Another day, another study that demonstrates that we professionals have a love/hate (mostly hate) relationship with email:
- 94% of those surveyed use email to manage their day-to-day work
- But 53% say excessive email gets in the way of that work
- 55% believe that emails relay information that would be better conveyed in a conversation
- And more than half really hate these pet peeves: lengthy threads, getting copied on messages that aren't relevant and when someone "replies all" to an email
But despite the fact that we complain about email, we usually don't actually change anything. And, yes, that's the definition of insanity.
How can you actually solve your email problem? It takes teamwork.
Yes, you can improve the emails you send. But to make the entire experience better, you need to work with your colleagues (in your department, your larger group or even your whole organization) to agree on a new operating model for email.
That manifesto must include:
When to use email vs. communicating in other ways, especially one-on-one conversations and meetings.
How to shift to other platforms for collaborating, communicating and getting work done. For example, use internal social media (like Yammer and Google+) for sharing information and connecting with colleagues. And use project management software for keeping track of work in progress.
What to avoid when using email. Does everyone feel that "reply all" is a noxious habit?

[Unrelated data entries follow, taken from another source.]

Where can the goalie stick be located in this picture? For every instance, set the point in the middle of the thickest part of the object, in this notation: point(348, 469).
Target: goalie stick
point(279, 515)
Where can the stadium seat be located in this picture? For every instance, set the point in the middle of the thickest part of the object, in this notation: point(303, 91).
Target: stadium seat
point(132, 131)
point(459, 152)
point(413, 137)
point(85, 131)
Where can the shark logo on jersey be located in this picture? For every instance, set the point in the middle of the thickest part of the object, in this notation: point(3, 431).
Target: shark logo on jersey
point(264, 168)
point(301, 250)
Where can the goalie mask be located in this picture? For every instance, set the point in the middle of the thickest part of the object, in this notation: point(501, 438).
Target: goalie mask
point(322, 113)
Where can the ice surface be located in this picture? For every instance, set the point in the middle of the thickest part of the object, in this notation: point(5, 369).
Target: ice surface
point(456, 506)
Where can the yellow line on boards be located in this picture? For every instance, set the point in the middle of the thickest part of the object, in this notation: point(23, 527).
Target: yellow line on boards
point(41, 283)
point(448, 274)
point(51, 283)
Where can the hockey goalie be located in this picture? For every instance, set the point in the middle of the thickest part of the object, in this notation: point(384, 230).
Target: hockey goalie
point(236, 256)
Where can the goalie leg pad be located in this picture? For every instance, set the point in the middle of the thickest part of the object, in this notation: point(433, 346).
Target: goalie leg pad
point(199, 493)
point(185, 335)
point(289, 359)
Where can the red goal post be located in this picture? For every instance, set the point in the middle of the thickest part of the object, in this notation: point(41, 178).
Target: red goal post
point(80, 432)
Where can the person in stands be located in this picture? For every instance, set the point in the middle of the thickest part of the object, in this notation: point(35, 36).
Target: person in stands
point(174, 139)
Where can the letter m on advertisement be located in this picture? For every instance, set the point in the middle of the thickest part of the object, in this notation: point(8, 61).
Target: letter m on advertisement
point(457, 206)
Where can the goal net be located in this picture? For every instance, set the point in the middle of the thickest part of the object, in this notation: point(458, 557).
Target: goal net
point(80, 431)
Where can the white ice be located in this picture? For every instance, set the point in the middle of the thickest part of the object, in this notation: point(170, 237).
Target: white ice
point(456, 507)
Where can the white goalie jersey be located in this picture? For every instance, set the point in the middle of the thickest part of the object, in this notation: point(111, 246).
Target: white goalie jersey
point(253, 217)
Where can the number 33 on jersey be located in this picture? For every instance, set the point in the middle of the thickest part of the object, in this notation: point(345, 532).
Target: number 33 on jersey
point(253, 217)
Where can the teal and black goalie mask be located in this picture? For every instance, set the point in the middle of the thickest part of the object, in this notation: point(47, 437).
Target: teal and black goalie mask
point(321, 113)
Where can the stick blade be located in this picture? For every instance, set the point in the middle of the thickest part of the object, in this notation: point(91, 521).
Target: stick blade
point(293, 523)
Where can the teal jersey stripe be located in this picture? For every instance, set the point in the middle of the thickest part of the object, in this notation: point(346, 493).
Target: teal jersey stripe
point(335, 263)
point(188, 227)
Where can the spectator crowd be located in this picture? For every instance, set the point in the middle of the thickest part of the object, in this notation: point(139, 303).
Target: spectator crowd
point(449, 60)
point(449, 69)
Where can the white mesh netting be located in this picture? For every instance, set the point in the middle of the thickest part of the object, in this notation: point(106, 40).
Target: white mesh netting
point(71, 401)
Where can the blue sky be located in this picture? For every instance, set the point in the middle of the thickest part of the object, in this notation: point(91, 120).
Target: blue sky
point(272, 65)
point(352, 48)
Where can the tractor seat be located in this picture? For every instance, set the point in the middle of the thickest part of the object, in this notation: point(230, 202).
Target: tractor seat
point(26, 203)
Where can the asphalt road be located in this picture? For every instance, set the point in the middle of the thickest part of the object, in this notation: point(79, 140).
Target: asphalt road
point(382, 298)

Ban the practice. And I'm sure your team will agree to stop adding links to extended email chains. Make a list of practices that team members pledge not to do.
How to create effective emails. These best practices may include:
- Using the BLUF (Bottom Line Up Front) method to ensure that the key message (and needed action step) is at the top of the message.
- Making each email as short as possible--and no longer than 150 words.
- Employing simple language. No Corporate Speak ever!
- Creating emails that are scannable, so recipients don't have to read long paragraphs. That means using bullets, numbered lists, subheads and other elements that break up text.
- Considering the fact that many emails are read on mobile devices, so keeping messages short, simple and scannable (see above) are especially important.
What team members can do to manage their inboxes to increase productivity. Share techniques that colleagues have found helpful, such as using the FAST system (once you read an email, immediately decide whether to File it, Assign it to someone, Store (or Scan) for future reference, or Trash it.)
There are probably other aspects of using email your team will want to address, but don't make the process too complicated or bureaucratic. The idea is not to develop a lengthy policy book, but to create a simple set of principles everyone will agree to.
You probably won't completely fix email, but you'll significantly improve the experience among your team members. And that's progress.